Research shows that a TNF-related cytokine known as TWEAK is a causative agent for some of the effects seen in ischemic stroke. When TWEAK binds to a receptor called Fn14 on the surface of neuronal, glial and endothelial cells in the brain, it causes three main effects which result in brain tissue damage: (1) release of pro-inflammatory factors; (2) induction of programmed cell death; and (3) development of cerebral edema. Dr. Winkles and Dr. Yepes devised an Fn14-Fc decoy receptor which binds TWEAK, thereby preventing it from binding to its cell surface receptor and inhibiting its damaging effects. The inventors utilized a mouse model of ischemic stroke to demonstrate the important protective outcomes for the brain following treatment with the Fn14-Fc decoy receptor. Amongst these outcomes demonstrated in mice following treatment for stroke are: (1) 41% decrease in the volume of tissue damaged by the stroke; (2) 70% percent reduction in brain edema; and (3) significantly faster recovery of motor activity compared to non-treated mice. Additional experiments showed that these outcomes are enhanced with higher doses.

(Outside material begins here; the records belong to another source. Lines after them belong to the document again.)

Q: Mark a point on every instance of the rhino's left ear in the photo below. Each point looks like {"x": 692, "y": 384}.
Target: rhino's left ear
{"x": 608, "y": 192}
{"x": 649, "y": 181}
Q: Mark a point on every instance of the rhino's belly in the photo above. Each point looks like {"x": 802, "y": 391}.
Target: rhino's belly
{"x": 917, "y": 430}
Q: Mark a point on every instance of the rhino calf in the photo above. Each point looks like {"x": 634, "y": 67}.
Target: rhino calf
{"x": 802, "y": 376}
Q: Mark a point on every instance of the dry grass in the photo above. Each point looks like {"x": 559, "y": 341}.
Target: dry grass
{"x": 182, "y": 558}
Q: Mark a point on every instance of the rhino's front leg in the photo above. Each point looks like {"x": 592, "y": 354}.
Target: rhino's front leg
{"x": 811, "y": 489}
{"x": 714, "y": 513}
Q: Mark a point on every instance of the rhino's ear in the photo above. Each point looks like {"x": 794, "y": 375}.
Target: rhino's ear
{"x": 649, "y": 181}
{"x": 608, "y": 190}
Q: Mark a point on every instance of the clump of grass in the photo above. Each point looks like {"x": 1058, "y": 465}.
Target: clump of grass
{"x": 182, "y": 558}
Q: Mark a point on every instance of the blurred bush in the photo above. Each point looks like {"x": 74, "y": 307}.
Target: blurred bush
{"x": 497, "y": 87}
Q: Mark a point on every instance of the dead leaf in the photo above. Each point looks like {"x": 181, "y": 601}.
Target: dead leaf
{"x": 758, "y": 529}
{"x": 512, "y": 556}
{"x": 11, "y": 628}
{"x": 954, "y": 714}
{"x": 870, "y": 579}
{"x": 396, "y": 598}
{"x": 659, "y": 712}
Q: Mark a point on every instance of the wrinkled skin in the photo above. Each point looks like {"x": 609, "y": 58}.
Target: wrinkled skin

According to the American Stroke Association, about 780,000 Americans each year suffer a new or recurrent stroke, and stroke kills more than 150,000 people a year, making it the third most important cause of death following heart disease and cancer. The majority are ischemic strokes, caused by a blockage of blood supply to the brain, and can result in paralysis, sensory loss, language dysfunction and impairment of other functions. Fewer than 5% of stroke patients benefit from the currently approved clot-busting drug tPA, and there remains a critical need for new treatments that can minimize the potentially disabling effects of stroke.
-Novel inhibitor of TWEAK activity
-Proven to minimize tissue damage caused by stroke
-Proven to enhance recovery from stroke
Stage of Development
The inventors are currently conducting additional tests in animals to optimize the dose, time, and mode of administration of the Fn14-Fc decoy receptor following stroke and will also test how various formulations of the decoy receptor may enhance its stability
Additional translational research followed by clinical development.